- River Road Location within the state of North Carolina
- Coordinates: 35°30′39″N 76°59′22″W﻿ / ﻿35.51083°N 76.98944°W
- Country: United States
- State: North Carolina
- County: Beaufort

Area
- • Total: 7.22 sq mi (18.70 km^{2})
- • Land: 7.09 sq mi (18.36 km^{2})
- • Water: 0.13 sq mi (0.34 km^{2})
- Elevation: 7 ft (2.1 m)

Population (2020)
- • Total: 4,048
- • Density: 571.0/sq mi (220.47/km^{2})
- Time zone: UTC-5 (Eastern (EST))
- • Summer (DST): UTC-4 (EDT)
- ZIP code: 27889
- Area code: 252
- FIPS code: 37-56815
- GNIS feature ID: 2403479

= River Road, North Carolina =

River Road is a census-designated place (CDP) in Beaufort County, North Carolina, United States. The population was 4,048 at the 2020 Census.

==Geography==
River Road is located on the north bank of the tidal Pamlico River. The town of Washington Park borders the CDP on the west, and the city of Washington, the Beaufort County seat, is 5 mi to the west of River Road.

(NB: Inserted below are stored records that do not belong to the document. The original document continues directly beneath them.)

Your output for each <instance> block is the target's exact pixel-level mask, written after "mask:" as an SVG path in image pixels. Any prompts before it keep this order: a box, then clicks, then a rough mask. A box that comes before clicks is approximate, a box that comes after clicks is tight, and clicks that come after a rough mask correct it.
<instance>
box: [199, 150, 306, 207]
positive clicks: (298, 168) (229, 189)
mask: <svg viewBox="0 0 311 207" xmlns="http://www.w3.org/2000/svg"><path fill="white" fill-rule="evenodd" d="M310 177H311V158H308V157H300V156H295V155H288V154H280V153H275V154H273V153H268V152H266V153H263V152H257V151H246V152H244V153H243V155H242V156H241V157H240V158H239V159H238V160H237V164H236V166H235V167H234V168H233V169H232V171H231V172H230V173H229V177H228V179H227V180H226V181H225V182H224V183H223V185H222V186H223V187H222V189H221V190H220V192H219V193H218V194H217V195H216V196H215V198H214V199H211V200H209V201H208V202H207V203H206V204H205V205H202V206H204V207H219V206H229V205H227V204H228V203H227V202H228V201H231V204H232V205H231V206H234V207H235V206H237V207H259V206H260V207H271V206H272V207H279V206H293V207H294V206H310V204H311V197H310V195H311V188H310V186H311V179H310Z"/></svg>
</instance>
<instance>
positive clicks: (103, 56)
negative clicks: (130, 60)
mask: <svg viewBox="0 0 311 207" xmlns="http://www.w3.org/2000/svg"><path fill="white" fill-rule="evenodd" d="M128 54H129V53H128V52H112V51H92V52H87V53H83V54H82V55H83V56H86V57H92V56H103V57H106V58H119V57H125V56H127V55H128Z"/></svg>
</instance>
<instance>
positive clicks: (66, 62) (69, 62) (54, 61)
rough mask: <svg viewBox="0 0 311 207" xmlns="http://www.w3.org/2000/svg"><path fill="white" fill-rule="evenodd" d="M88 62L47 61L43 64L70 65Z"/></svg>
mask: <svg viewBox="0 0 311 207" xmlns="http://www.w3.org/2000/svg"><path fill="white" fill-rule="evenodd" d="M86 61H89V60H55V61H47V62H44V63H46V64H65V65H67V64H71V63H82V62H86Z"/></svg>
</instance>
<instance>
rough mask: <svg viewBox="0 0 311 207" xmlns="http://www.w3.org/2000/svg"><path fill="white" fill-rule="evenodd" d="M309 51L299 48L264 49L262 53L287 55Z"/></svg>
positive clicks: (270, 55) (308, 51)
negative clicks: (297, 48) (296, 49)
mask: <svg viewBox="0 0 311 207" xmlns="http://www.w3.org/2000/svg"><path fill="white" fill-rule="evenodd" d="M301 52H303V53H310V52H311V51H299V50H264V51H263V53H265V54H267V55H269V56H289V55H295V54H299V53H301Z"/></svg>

North Carolina Highway 32 (River Road) is the main road through the CDP, leading west into Washington and northeast to U.S. Route 264.

According to the United States Census Bureau, the CDP has a total area of 18.4 sqkm, all land.

==Demographics==

Historical population
| Census | Pop. | Note | %± |
| 2000 | 4,094 |  | — |
| 2010 | 4,394 |  | 7.3% |
| 2020 | 4,048 |  | −7.9% |
U.S. Decennial Census

===2020 census===
As of the 2020 census, River Road had a population of 4,048. The median age was 45.5 years. 20.8% of residents were under the age of 18 and 23.4% of residents were 65 years of age or older. For every 100 females there were 95.8 males, and for every 100 females age 18 and over there were 93.8 males age 18 and over.

86.8% of residents lived in urban areas, while 13.2% lived in rural areas.

There were 1,727 households in River Road, of which 26.2% had children under the age of 18 living in them. Of all households, 47.0% were married-couple households, 18.9% were households with a male householder and no spouse or partner present, and 28.1% were households with a female householder and no spouse or partner present. About 28.7% of all households were made up of individuals and 14.3% had someone living alone who was 65 years of age or older.

There were 2,026 housing units, of which 14.8% were vacant. The homeowner vacancy rate was 1.4% and the rental vacancy rate was 13.5%.

Racial composition as of the 2020 census
| Race | Number | Percent |
|---|---|---|
| White | 2,561 | 63.3% |
| Black or African American | 731 | 18.1% |
| American Indian and Alaska Native | 33 | 0.8% |
| Asian | 6 | 0.1% |
| Native Hawaiian and Other Pacific Islander | 2 | 0.0% |
| Some other race | 553 | 13.7% |
| Two or more races | 162 | 4.0% |
| Hispanic or Latino (of any race) | 701 | 17.3% |

===2000 census===
As of the census of 2000, there were 4,094 people, 1,660 households, and 1,183 families residing in the CDP. The population density was 578.5 PD/sqmi. There were 1,946 housing units at an average density of 275.0 /sqmi. The racial makeup of the CDP was 67.98% White, 26.23% African American, 0.29% Native American, 0.22% Asian, 0.15% Pacific Islander, 4.49% from other races, and 0.64% from two or more races. Hispanic or Latino of any race were 9.82% of the population.

There were 1,660 households, out of which 29.4% had children under the age of 18 living with them, 55.9% were married couples living together, 11.5% had a female householder with no husband present, and 28.7% were non-families. 24.1% of all households were made up of individuals, and 8.4% had someone living alone who was 65 years of age or older. The average household size was 2.47 and the average family size was 2.89.

In the CDP, the population was spread out, with 23.2% under the age of 18, 9.6% from 18 to 24, 26.9% from 25 to 44, 25.6% from 45 to 64, and 14.6% who were 65 years of age or older. The median age was 39 years. For every 100 females, there were 98.9 males. For every 100 females age 18 and over, there were 97.4 males.

The median income for a household in the CDP was $39,178, and the median income for a family was $50,385. Males had a median income of $32,364 versus $26,316 for females. The per capita income for the CDP was $19,316. About 17.1% of families and 22.3% of the population were below the poverty line, including 43.6% of those under age 18 and 5.4% of those age 65 or over.